| CSE
431/531 Analysis of Algorithms |
Syllabus
Professor-in-charge: Dr. Jinhui Xu
Office: 315 Davis Hall
Regular office hours: Fri.
11:00 - 11:50am
Phone: (716) 645-4734
E-mail: jinhui@buffalo.edu
Teaching Assistants :
Minghua Wang
Office hours: Mon. Wed.
11:00 - 11:50am
E-mail: minghuaw@buffalo.edu
Lecture: MWF, 9:10-10:00pm, online
Course web site: http://www.cse.buffalo.edu/~jinhui/courses/cse531
Course forum: piazza
Required Texts:
- Introduction to Algorithms (3e), Thomas H. Cormen, Charles E. Leiserson,
Ronald Rivest, and Clifford Stein, MIT Press, 2001
- Algorithms: Sequential & Parallel, Russ Miller and Lawrence Boxer,
Prentice Hall PTR,1999
Recommended Texts:
- Michael Goodrich and Roberto Tamassia, Algorithm Design: Foundations,Analysis, and Internet Examples, John Wiley & Sons, 2002
- Network Flows, Theory, Algorithms, and Applications, R. K.
Ahuja, T.L. Magnanti, and J. B. Orlin, Prentice Hall, 1993.

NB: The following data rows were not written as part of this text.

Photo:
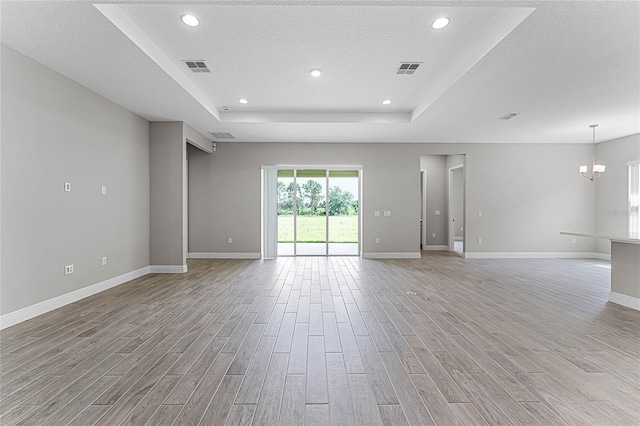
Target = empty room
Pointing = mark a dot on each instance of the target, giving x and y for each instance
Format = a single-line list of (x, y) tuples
[(322, 212)]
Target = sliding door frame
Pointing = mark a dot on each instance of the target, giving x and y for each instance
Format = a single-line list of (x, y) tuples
[(273, 227)]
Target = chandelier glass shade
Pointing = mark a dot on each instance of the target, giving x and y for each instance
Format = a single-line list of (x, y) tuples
[(596, 169)]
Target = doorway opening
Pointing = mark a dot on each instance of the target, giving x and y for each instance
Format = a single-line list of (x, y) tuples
[(318, 212), (456, 209)]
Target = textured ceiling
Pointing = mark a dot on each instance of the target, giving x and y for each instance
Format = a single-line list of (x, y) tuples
[(561, 65)]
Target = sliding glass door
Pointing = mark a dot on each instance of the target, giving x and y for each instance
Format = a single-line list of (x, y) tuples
[(318, 212), (343, 212)]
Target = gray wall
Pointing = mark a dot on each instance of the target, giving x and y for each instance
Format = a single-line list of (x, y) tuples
[(168, 195), (436, 198), (56, 131), (612, 187), (528, 193)]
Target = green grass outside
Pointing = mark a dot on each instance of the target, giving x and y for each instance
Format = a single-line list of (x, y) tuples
[(312, 229)]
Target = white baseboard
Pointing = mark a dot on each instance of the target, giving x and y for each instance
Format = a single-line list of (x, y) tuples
[(435, 248), (223, 255), (534, 255), (393, 255), (168, 269), (32, 311), (624, 300)]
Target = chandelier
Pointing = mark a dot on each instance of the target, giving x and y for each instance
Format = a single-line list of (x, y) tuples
[(596, 169)]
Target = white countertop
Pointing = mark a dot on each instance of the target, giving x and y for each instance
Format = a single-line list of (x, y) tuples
[(628, 239)]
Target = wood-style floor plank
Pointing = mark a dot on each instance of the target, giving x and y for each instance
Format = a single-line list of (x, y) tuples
[(333, 340)]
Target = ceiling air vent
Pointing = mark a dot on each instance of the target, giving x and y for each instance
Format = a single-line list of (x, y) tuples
[(222, 135), (408, 68), (197, 66), (508, 116)]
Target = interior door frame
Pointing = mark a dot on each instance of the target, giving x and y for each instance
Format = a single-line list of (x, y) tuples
[(423, 216), (450, 228)]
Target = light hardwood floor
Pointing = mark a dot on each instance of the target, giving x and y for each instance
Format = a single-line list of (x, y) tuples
[(321, 341)]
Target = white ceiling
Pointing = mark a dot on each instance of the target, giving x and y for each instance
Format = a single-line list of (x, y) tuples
[(562, 65)]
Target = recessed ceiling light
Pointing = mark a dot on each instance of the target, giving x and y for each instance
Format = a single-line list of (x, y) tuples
[(190, 20), (440, 23)]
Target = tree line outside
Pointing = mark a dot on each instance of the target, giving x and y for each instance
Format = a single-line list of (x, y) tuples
[(310, 200)]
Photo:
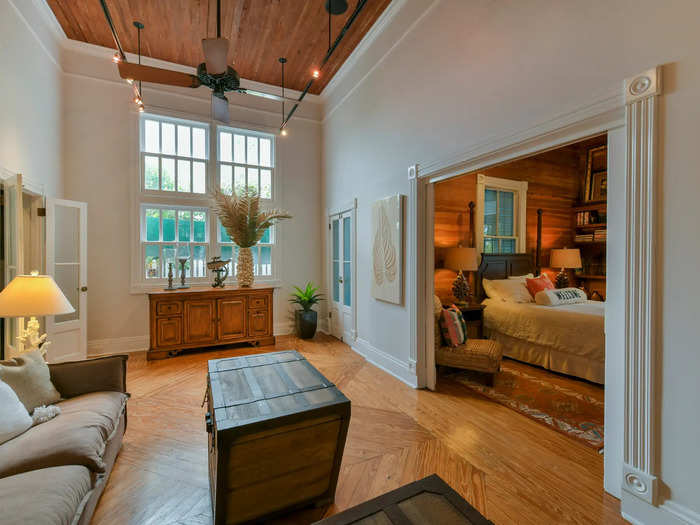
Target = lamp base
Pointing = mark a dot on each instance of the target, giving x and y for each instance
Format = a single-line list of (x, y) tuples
[(562, 279), (461, 289), (30, 338)]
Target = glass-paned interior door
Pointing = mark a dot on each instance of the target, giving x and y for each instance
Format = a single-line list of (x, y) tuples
[(66, 261), (12, 204), (341, 274)]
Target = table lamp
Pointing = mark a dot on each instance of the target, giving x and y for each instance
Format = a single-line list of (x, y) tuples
[(564, 258), (461, 259), (33, 296)]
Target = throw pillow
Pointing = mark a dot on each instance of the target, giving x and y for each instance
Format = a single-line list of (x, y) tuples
[(561, 296), (29, 376), (454, 329), (538, 284), (14, 418)]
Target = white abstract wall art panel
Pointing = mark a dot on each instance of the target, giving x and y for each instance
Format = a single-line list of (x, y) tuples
[(387, 249)]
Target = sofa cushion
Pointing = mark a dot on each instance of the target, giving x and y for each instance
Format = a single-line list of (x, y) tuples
[(29, 376), (77, 436), (49, 496)]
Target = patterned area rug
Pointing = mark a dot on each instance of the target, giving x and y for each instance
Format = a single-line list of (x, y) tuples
[(568, 405)]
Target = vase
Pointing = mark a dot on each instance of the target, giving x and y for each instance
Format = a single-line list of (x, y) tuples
[(306, 323), (244, 271)]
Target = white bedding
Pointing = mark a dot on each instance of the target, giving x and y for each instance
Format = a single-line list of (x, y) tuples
[(574, 330)]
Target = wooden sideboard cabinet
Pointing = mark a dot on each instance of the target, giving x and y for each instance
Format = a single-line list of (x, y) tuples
[(197, 317)]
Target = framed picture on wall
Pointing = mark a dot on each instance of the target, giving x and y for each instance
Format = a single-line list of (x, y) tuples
[(387, 249)]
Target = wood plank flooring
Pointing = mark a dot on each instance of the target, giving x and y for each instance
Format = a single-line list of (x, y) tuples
[(512, 469)]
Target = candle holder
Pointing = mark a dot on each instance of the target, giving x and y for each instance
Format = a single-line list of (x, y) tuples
[(170, 278), (183, 261)]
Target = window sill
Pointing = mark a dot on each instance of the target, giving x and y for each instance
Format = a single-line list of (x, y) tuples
[(144, 288)]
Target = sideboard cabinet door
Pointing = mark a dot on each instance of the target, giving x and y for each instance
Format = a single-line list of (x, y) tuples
[(232, 318), (200, 320)]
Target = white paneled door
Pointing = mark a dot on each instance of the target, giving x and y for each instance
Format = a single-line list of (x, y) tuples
[(66, 261), (12, 204), (341, 271)]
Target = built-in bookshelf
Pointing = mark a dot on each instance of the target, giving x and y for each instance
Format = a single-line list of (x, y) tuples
[(590, 236)]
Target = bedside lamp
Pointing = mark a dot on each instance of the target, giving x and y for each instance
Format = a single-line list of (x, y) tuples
[(461, 259), (33, 296), (564, 258)]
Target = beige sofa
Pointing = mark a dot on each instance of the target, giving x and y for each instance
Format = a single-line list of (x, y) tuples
[(55, 472)]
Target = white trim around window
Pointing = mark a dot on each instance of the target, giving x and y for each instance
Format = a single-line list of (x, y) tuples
[(520, 213)]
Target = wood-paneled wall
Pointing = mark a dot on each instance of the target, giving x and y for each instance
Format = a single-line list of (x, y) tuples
[(555, 180)]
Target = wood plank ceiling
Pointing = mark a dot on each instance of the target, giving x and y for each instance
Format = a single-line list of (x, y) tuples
[(259, 32)]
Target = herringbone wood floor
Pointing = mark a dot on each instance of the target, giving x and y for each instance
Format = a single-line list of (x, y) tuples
[(512, 469)]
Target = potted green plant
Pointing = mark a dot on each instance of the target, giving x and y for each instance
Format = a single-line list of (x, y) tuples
[(306, 318)]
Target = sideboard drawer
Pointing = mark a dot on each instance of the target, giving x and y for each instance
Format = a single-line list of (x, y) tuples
[(258, 301), (169, 307)]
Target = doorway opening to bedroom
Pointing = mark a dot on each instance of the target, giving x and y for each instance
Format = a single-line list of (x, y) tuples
[(520, 280)]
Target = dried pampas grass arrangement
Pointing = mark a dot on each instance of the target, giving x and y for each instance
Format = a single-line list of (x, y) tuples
[(245, 223)]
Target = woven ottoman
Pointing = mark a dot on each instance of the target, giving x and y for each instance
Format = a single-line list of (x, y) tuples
[(481, 355)]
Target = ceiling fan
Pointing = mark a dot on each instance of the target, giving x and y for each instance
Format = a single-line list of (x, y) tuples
[(213, 73)]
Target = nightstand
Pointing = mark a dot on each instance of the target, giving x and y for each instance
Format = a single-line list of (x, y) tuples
[(474, 318)]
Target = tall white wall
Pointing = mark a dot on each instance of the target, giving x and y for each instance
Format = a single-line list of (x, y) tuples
[(447, 75), (30, 97), (101, 162)]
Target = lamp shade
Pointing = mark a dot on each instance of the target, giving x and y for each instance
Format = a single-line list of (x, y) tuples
[(461, 258), (565, 258), (33, 295)]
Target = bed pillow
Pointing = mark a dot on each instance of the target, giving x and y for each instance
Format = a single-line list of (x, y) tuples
[(14, 418), (521, 277), (507, 290), (453, 327), (561, 296), (538, 284)]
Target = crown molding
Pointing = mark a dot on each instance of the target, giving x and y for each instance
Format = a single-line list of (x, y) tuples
[(400, 3), (377, 28)]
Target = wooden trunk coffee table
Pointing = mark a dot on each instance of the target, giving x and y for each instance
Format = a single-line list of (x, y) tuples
[(429, 501), (277, 430)]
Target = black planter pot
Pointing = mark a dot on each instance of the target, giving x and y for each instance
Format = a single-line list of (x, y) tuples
[(306, 323)]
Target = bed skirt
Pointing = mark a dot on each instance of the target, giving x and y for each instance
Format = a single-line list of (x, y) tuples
[(550, 358)]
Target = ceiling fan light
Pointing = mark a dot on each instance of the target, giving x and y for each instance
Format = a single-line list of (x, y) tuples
[(215, 54)]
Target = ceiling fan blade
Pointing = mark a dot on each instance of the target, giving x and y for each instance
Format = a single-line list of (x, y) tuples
[(269, 96), (219, 108), (215, 53), (157, 75)]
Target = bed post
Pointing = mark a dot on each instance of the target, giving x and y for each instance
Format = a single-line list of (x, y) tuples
[(538, 249), (472, 233)]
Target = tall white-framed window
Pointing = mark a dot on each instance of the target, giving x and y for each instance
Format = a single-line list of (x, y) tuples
[(501, 215), (181, 161), (245, 158), (174, 155), (169, 233)]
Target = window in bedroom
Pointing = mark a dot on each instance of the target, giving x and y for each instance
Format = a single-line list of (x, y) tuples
[(245, 158), (500, 215), (174, 155)]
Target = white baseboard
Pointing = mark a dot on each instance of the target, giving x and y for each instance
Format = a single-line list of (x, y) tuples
[(386, 362), (682, 512), (639, 512), (118, 345), (283, 328)]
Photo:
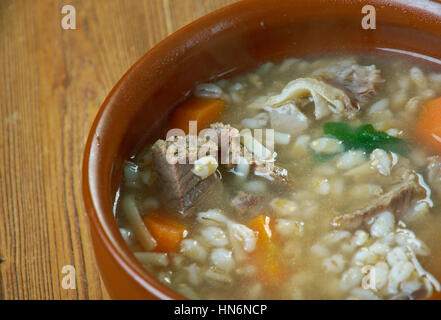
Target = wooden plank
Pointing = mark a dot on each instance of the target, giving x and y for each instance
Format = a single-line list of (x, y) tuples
[(52, 82)]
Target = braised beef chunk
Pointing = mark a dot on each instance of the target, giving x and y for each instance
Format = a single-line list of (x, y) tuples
[(229, 137), (400, 198), (246, 203), (180, 188), (434, 173)]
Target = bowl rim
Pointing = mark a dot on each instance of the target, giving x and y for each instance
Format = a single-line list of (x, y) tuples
[(143, 277)]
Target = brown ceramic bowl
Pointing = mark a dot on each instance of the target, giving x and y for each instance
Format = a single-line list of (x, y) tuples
[(228, 41)]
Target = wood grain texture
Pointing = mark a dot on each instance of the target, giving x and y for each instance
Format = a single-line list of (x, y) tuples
[(52, 82)]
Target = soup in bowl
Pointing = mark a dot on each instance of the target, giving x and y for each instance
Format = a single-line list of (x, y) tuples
[(258, 161)]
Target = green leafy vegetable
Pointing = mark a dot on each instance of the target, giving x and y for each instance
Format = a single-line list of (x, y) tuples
[(365, 137)]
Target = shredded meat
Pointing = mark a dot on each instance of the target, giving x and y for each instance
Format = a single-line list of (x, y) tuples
[(400, 198), (325, 96), (434, 173), (271, 172), (361, 81)]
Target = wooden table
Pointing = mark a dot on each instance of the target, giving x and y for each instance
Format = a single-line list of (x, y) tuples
[(52, 82)]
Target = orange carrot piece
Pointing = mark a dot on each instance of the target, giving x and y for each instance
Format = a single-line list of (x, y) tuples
[(266, 255), (204, 111), (428, 127), (167, 232)]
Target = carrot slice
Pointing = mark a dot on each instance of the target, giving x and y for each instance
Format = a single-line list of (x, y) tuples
[(266, 255), (204, 111), (428, 127), (167, 232)]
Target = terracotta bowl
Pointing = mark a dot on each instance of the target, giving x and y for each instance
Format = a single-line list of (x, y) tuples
[(226, 42)]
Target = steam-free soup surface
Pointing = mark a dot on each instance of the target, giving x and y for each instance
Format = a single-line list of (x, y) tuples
[(345, 207)]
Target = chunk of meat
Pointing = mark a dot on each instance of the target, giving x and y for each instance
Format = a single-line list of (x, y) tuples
[(246, 203), (400, 198), (361, 81), (434, 173), (231, 148), (180, 188)]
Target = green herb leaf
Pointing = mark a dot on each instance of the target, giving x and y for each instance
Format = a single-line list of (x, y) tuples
[(365, 137)]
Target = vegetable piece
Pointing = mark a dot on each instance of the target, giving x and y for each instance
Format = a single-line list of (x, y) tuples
[(428, 126), (365, 137), (204, 111), (266, 255), (142, 234), (167, 232)]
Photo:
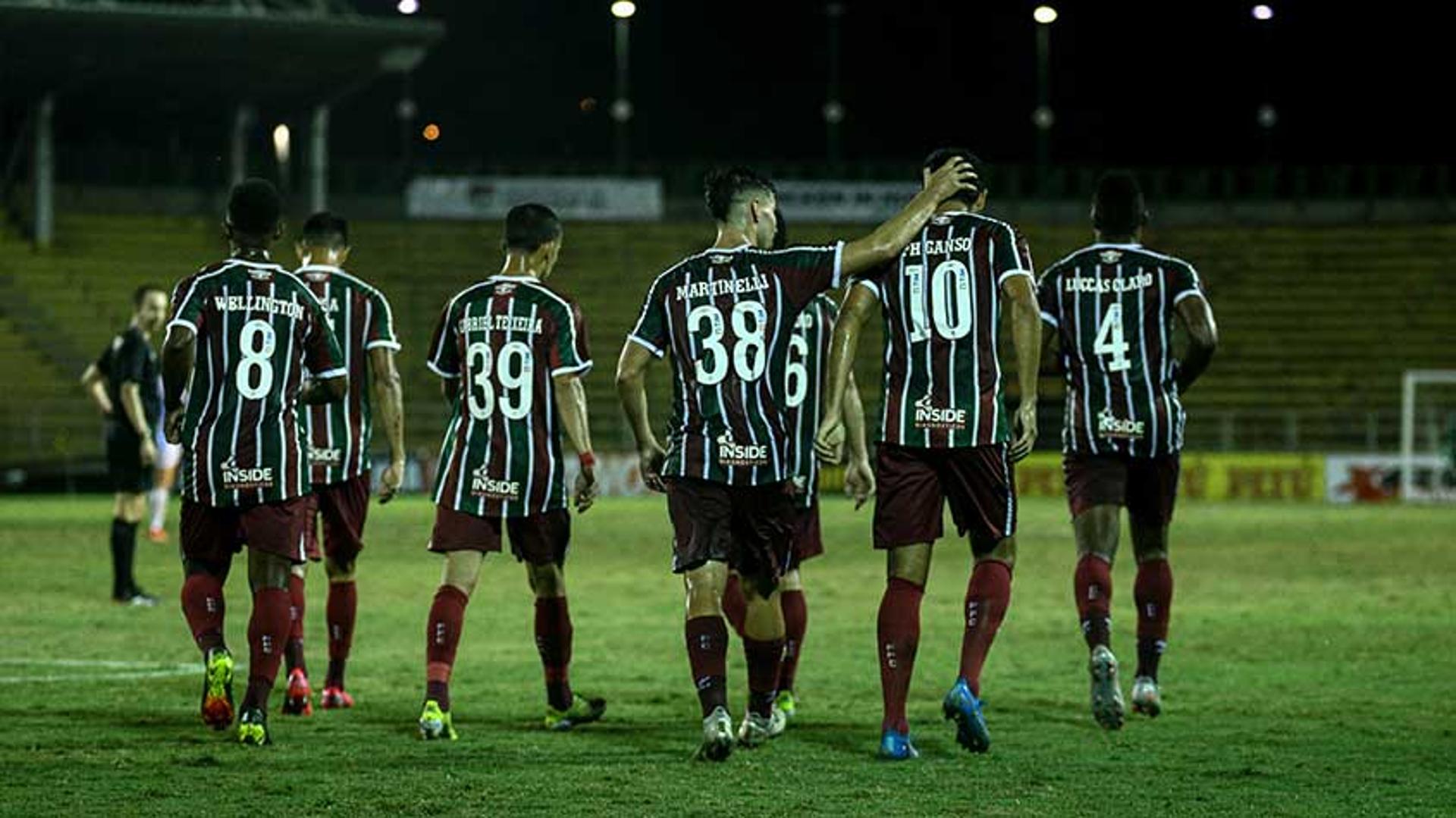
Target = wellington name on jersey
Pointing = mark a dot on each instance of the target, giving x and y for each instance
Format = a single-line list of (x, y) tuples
[(804, 390), (340, 434), (727, 315), (1112, 308), (258, 329), (506, 338), (941, 302)]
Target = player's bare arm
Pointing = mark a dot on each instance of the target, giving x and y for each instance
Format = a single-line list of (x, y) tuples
[(95, 386), (389, 400), (632, 392), (859, 476), (1025, 329), (571, 405), (1203, 340), (178, 356), (859, 303), (324, 390), (892, 236)]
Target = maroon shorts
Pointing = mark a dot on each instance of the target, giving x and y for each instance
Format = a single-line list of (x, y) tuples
[(343, 509), (747, 527), (808, 542), (915, 484), (215, 534), (1147, 487), (541, 539)]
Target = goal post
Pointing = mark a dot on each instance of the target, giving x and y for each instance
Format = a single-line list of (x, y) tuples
[(1411, 384)]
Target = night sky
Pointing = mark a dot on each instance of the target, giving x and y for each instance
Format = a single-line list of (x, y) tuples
[(1131, 83)]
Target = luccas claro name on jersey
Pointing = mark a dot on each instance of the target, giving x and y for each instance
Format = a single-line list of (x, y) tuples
[(930, 417), (733, 453), (1110, 425), (235, 478), (484, 485)]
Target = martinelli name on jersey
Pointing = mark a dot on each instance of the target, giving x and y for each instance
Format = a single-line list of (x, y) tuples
[(727, 315), (258, 329), (1112, 308), (340, 434), (941, 302), (506, 338)]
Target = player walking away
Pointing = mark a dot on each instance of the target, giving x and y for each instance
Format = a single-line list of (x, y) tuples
[(121, 383), (802, 402), (727, 316), (340, 438), (946, 434), (255, 344), (1112, 306), (511, 353), (169, 456)]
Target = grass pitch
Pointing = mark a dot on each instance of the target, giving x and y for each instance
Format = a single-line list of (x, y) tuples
[(1310, 672)]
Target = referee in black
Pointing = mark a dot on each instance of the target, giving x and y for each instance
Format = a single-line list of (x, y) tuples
[(124, 384)]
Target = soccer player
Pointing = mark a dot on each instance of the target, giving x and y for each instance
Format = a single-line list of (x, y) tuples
[(255, 345), (121, 381), (511, 353), (727, 315), (946, 434), (340, 438), (1112, 308), (802, 402)]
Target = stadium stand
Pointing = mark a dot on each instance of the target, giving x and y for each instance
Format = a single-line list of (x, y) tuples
[(1316, 322)]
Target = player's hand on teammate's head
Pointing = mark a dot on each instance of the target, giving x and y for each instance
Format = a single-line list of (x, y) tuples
[(585, 494), (389, 481), (829, 441), (859, 481), (172, 428), (1025, 431), (650, 463)]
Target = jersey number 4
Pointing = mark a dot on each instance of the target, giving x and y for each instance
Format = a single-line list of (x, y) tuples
[(513, 371), (1110, 340), (750, 351)]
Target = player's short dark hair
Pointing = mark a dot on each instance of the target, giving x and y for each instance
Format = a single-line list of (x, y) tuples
[(140, 294), (781, 236), (255, 207), (1117, 205), (724, 185), (325, 230), (529, 226)]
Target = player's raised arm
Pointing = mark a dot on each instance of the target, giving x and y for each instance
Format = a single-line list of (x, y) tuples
[(892, 236), (842, 346), (1025, 329), (632, 392), (389, 398), (1203, 338)]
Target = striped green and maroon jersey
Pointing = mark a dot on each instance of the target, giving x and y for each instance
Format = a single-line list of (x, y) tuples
[(1112, 309), (258, 331), (941, 302), (507, 338), (804, 390), (727, 316), (340, 433)]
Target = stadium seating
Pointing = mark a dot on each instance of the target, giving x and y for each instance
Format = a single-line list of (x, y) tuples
[(1318, 321)]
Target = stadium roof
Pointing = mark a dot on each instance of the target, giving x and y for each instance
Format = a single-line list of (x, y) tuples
[(287, 53)]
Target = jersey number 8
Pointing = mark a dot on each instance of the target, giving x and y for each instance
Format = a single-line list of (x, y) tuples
[(513, 371), (750, 354)]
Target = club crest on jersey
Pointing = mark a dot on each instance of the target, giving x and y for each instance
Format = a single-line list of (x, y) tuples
[(487, 487), (930, 417), (1110, 425), (325, 456), (237, 478), (733, 453)]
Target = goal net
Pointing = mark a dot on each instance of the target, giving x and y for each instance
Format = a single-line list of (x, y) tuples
[(1429, 436)]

Prerequisites: CSE 250, Caculus II, a course that requires
formal proofs.
Course Description:
This course introduces basic elements of the
design and analysis of computer algorithms. Topics include
asymptotic notations and analysis,
divide and conquer, greedy methods and
dynamic programming, basic graph
algorithms, NP-completeness, approximation algorithms, and
network flows analysis. For each topic, beside
in-depth coverage, one or more representative problems and
their algorithms shall be discussed.
In addition to the design and analysis
of algorithms, students are expected to gain substantial discrete
mathematics problem solving skills essential
for computer engineers.
Main Objective:
- Grasp the essential ideas of algorithm analysis and design
- asymptotic notations analysis
- typical algorithm design methodologies: divide-and-conquer, greedy
algorithms, dynamic programming, network flow analysis
- basic graph algorithms: BFS, DFS, MST, ...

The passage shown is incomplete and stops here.